Même s’il s’est rendu sur l’archipel japonais il y a une dizaine d’années, Nicolas Dupuis ne pratique pas le chanoyu, la cérémonie de thé traditionnelle nippone, très codifiée. « Moi ce qui m’intéresse, c’est de pouvoir me réapproprier cette culture et m’en inspirer. » Selon son humeur, la météo, la saison, il sort donc sa « dinette » comme il l’appelle, une théière, une tasse, un bâton de bois pour remuer les feuilles de thé Sencha, Hojicha, ou encore Genmaicha, un carré de tissu pour tout disposer et il prend le temps de préparer son élixir. Attendre que l’eau chauffe, doucement, puis la verser sur le thé, voir la boisson se colorer ; un assemblage de petits détails qui permet d’apprécier pleinement ce fragment de temps qu’on a décidé de s’accorder.

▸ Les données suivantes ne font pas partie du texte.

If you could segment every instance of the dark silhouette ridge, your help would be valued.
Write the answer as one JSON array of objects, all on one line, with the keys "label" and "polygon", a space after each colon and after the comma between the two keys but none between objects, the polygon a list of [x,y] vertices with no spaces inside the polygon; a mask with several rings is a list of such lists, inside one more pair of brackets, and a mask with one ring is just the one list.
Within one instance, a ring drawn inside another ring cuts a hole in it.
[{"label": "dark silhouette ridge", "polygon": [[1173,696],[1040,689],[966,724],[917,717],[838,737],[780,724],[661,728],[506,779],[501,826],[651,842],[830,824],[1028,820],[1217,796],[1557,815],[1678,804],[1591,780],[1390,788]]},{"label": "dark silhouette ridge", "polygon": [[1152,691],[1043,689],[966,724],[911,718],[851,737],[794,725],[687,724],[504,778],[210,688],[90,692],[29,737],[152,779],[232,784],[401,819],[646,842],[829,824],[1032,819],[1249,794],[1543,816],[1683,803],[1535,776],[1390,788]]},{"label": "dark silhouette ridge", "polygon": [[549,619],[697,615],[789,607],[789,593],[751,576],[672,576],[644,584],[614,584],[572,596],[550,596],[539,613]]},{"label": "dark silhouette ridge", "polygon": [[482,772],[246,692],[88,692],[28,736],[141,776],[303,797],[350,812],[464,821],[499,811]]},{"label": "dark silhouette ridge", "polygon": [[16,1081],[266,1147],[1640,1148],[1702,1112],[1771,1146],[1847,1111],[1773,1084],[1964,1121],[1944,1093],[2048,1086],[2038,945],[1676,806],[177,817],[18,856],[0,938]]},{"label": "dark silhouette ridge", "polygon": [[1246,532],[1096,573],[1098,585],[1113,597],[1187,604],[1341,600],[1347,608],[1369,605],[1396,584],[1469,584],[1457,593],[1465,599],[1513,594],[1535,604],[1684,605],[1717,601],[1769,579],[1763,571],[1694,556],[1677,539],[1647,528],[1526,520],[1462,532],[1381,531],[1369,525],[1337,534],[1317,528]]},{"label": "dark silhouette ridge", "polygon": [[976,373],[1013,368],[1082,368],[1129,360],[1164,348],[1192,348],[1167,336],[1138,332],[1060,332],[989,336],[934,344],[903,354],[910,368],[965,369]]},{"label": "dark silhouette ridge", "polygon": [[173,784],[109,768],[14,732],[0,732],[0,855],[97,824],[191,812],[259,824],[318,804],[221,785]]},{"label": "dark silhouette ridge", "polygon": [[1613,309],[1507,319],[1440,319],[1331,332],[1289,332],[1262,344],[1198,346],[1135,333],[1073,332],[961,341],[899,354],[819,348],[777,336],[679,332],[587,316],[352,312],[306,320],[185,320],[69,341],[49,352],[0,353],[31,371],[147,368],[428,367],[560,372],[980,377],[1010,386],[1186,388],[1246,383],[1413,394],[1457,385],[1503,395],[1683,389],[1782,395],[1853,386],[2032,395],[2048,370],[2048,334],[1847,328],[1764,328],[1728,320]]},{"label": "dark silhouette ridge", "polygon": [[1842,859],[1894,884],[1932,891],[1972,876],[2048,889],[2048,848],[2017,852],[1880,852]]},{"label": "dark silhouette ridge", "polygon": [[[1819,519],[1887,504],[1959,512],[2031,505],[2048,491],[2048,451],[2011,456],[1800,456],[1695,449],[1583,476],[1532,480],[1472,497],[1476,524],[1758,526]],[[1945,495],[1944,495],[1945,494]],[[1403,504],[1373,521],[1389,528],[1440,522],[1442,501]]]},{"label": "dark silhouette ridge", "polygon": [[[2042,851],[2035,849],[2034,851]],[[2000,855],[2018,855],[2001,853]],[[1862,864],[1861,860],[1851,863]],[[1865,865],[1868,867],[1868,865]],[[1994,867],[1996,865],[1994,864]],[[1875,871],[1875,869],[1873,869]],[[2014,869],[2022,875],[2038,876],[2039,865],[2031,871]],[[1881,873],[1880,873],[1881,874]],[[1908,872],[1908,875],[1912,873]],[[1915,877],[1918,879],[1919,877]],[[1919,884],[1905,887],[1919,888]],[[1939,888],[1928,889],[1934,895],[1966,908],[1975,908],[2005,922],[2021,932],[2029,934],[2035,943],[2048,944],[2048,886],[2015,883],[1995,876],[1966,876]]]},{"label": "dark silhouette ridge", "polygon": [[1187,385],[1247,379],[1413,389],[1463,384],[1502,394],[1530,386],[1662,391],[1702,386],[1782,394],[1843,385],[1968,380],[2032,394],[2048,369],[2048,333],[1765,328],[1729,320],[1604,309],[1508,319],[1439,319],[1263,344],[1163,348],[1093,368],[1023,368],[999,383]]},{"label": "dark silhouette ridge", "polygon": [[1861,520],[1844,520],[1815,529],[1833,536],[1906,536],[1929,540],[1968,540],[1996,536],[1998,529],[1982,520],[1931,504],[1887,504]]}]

Parmi la collection de théières et verseuses de Nikosan, on trouve des créations signées par David Louveau, céramiste d’art installé en Suède.
Parmi la collection de théières et verseuses de Nikosan, on trouve des créations signées par David Louveau, céramiste d’art installé en Suède.

Le wabi-sabi

Issu du bouddhisme japonais, le wabi-sabi est un concept esthétique et spirituel qui célèbre l’imperfection des choses. Cet art de vivre dans la simplicité apparaît au XIVe siècle, en opposition aux cérémonies du thé traditionnelles, devenues l’occasion pour l’élite de pavoiser grâce à leur vaisselle chinoise raffinée. À l’inverse de ce faste, le moine zen Murata Shuko choisit de servir son thé dans des ustensiles artisanaux locaux, jugés grossiers et dotés de défauts. Une approche reprise deux siècles plus tard par le maître de thé Sen No Rikyû, qui développe le concept de wabi-sabi et prône un retour au naturel et à la spontanéité.